Mounting evidence indicates that low-carbon, climate mitigation policies and targets promote marginal benefits to water scarcity and the impacts on water quality and equity remain in question. Therefore, insights toward truly effective measures require predictive tools that track the co-evolving, system-wide features of supply, demand, nutrient loading, and conveyance that all avoid inequities and unjust transitions. Based on our current assessment with the MIT System for the Triage of Risks from Environmental and Socioeconomic Stressors (STRESS) platform, we find co-existing areas of water stress, water quality, poverty, protected lands, and minority populations are extensive – particularly across the lower Mississippi River basin as well as the southeast and southwest United States – but with other important granular hotspots in populated areas. Therefore, an underlying question and scientific challenge is to understand and quantify the extent that natural and human-forced drivers affect (or benefit) these landscapes, what are the salient response patterns, and what optimal pathways exist amidst climatic and human-forced uncertainties?

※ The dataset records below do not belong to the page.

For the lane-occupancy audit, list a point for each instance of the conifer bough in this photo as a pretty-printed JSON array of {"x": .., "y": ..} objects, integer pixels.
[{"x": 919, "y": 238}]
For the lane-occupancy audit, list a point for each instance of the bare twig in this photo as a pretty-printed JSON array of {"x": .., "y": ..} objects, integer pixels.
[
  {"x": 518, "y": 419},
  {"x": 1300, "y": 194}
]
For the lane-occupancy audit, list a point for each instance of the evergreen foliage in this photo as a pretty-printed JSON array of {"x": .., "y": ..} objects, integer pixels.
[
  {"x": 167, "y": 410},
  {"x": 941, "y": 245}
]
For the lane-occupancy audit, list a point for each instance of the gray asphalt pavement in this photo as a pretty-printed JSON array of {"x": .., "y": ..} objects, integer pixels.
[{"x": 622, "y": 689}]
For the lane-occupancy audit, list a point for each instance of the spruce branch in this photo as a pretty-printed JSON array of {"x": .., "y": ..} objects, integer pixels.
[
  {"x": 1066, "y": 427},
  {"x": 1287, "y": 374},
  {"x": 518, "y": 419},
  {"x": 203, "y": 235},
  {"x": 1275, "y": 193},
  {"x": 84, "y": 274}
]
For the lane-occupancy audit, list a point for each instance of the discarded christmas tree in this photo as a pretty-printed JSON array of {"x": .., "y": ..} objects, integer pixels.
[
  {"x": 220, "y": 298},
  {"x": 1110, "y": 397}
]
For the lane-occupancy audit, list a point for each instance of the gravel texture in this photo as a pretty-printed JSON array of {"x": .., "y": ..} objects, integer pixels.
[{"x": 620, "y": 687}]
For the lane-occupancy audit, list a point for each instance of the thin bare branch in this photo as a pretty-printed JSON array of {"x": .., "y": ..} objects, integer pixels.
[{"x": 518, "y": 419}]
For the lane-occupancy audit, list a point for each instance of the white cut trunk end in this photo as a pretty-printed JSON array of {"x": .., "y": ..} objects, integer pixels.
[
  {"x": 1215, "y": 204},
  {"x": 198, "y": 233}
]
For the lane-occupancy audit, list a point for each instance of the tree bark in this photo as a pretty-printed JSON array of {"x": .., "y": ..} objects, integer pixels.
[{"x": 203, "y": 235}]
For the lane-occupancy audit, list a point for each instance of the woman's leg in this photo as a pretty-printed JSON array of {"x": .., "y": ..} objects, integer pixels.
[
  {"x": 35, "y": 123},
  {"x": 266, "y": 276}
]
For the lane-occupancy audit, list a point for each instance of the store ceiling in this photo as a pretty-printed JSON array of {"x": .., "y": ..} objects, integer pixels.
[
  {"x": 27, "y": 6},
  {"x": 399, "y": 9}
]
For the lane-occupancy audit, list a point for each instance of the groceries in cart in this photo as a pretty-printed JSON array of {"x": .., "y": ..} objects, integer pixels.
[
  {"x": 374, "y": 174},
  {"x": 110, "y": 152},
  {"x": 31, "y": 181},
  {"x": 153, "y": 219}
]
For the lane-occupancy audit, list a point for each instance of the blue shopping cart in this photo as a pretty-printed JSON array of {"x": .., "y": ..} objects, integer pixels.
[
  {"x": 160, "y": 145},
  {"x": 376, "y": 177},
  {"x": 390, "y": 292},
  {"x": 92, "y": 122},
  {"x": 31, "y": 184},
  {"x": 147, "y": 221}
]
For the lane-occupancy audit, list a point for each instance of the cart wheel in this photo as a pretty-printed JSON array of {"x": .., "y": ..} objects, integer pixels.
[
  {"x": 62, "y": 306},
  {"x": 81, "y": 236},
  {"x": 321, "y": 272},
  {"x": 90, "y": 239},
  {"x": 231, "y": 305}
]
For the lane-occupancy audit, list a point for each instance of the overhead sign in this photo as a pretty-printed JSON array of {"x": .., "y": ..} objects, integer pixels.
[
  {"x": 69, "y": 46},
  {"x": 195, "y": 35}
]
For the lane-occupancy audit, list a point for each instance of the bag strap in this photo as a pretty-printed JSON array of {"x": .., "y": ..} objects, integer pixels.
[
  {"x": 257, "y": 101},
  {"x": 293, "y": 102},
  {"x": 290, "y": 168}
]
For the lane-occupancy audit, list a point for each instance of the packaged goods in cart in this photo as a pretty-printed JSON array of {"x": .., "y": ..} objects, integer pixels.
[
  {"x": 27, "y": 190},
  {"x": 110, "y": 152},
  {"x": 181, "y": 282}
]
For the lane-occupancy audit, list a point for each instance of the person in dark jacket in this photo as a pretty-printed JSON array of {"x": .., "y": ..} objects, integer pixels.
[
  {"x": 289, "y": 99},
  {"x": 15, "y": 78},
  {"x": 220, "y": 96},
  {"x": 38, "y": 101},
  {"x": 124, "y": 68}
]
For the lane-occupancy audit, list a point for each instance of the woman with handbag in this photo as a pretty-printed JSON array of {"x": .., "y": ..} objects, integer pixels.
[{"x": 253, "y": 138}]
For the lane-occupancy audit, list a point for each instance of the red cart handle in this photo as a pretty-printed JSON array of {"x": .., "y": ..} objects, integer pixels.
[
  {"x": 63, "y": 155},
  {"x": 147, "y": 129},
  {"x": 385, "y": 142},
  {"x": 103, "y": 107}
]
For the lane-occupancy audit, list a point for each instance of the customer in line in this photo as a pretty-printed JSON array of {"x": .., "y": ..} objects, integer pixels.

In view of this, we have conducted a suite of simulations with a linked model system that resolves the contiguous United States at over 2,100 basins and includes a water management module as well as a parsimonious water-quality model. The experimental simulations combine altered landscapes of water supply, demand, nutrient loadings, and conveyance landscapes. These altered landscapes reflect plausible changes in human-forced climate patterns, land use and management (cultivated for food, agriculture, and bioenergy), water demands (domestic, industrial, energy, and agriculture), as well as water-system efficiencies. We find that plausible changes in land-use, nutrient loadings, and temperature convey the strongest downstream impacts to potable water supplies, which are unequally distributed. Thus, taken holistically, any “solution” to improved water quality, availability, and security will be a case of “minimized consequences”.  We further demonstrate the challenges these solutions present with findings that result from a series of future scenarios generated by our multi-sector dynamical framework.